Children and young people’s activity levels overall have recovered to pre-pandemic levels, with 47% of children meeting the Chief Medical Officers’ guidelines of taking part in an average of 60 minutes or more of sport and physical activity a day.
The figures, which we’ve published today, are an encouraging step in the right direction but also a reminder there is much more to do so that as many children as possible feel the benefits of being active.
Our Active Lives Children and Young People survey, which covers the 2021-22 academic year, shows that overall activity levels are up 2.6%, meaning there are 219,000 more active children compared to the previous academic year.
Activity levels are now back in line with the 2018-2019 academic year, the last full year before the pandemic.
While there are rises in both the numbers getting active outside school hours and during school hours, the in-school rise of 2.2% or just under 190,000 more children and young people taking part in an average of 30 minutes or more sport and physical activity a day, shows how hard schools worked to get sport and activity back in a safe and positive way after Covid-19.
Boys, whose activity levels were most impacted during the pandemic, have largely driven the recovery (50% of boys are now doing an average of 60 minutes a day compared to 45% of girls).
There are also some stats today which look at the types of activity that are growing for girls. For example, 100,000 more girls are playing football regularly compared to when we started the survey in 2017, and this is even before the massive visibility boost for the game during this year’s UEFA European Women’s Football Championship.
In another positive story for girls, the figures show that secondary-aged girls are now more active than at any point since the survey began in the 2017-18 academic year, aided in part by our investments including Studio You, free video-based PE lessons for girls aged 13-16 powered by the This Girl Can campaign.
Alongside the growth in the number of active children, the number of less active children, those doing less than 30 minutes of physical activity a day, has decreased by 143,000 (2.3%).
However, there is an increase in the number of children and young people doing no activity at all in the previous seven days, up by a quarter of a million (3.3%) since pre-pandemic.
Interestingly, the recovery is not universal with primary-aged children, specifically those in School Years 3-4 (ages 7-9) and Black boys of primary ages not yet back at pre-pandemic levels.

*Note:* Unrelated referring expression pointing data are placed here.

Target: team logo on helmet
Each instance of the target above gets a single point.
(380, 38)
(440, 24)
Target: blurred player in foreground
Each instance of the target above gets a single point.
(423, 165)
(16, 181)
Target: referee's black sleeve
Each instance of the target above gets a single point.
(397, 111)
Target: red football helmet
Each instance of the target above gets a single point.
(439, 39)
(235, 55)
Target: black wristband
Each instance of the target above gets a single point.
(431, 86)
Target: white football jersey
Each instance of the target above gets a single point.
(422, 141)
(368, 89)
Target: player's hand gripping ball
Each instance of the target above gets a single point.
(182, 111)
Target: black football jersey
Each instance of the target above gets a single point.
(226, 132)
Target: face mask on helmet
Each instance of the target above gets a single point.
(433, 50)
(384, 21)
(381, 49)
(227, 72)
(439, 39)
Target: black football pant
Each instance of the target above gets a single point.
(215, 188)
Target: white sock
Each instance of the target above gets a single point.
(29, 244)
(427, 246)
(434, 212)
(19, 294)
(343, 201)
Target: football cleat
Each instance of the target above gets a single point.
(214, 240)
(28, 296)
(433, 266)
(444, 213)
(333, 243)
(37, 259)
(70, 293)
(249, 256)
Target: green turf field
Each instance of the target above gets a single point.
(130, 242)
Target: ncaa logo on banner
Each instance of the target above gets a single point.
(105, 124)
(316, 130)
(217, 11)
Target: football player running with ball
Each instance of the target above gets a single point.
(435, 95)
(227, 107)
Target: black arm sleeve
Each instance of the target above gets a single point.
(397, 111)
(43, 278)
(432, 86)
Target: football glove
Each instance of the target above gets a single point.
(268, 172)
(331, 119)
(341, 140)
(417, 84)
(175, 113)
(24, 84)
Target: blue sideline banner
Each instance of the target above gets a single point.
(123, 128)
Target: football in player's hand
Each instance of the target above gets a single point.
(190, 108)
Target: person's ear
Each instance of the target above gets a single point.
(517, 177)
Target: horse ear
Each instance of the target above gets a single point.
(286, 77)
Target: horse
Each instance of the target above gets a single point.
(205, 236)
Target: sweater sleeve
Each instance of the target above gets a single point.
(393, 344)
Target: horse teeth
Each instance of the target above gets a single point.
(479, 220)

Those from low affluence families are still less likely to be active than those from high affluence (42% compared to 52%) and children and young people going to school in the most deprived places in the country have not seen activity recover to pre-pandemic levels. They are also less likely to say they have positive attitudes towards sport and physical activity, and they have lower wellbeing scores.
There are signs that certain interventions make a big difference. For example, the 12 locations around the country called the ‘Local Delivery Pilots’ that we’ve been investing in since 2017 to test and learn how to promote physical activity at a local level with a range of partners – many of which are in the most deprived places – have seen activity levels rise to 3.6% above pre-pandemic level.
The survey provides even more evidence of the benefits of getting active for mental health, with more children and young people getting active to help with their mental wellbeing, with a significant increase in the proportion of those exercising to relax and worry less (up 1.2%), and socially for fun with friends (up 2.1%). Those with higher activity levels continue to have higher levels of wellbeing.
Active children and young people are more likely to be happy and less likely to feel lonely often or always than those who are less active.
Overall, levels of wellbeing for children and young people, including happiness, life satisfaction and worthwhileness are still down. With cost-of-living pressures and young people still bearing the brunt of Covid-19, supporting children and young people to be active and play sport has never been more important.
Physical literacy is the foundation for movement, and we measure it by the number of positive attitudes that children have towards sport and physical activity like enjoyment, confidence, competence, understanding and knowledge.
However, physical literacy levels have not recovered to pre-pandemic rates and fewer children are reporting each of the positive attitudes.
Since physically literate children are more likely to be active and have higher levels of mental wellbeing, it’s vital that there is a focus on providing positive experiences with fun and choice offered, and children involved in decisions around design and delivery.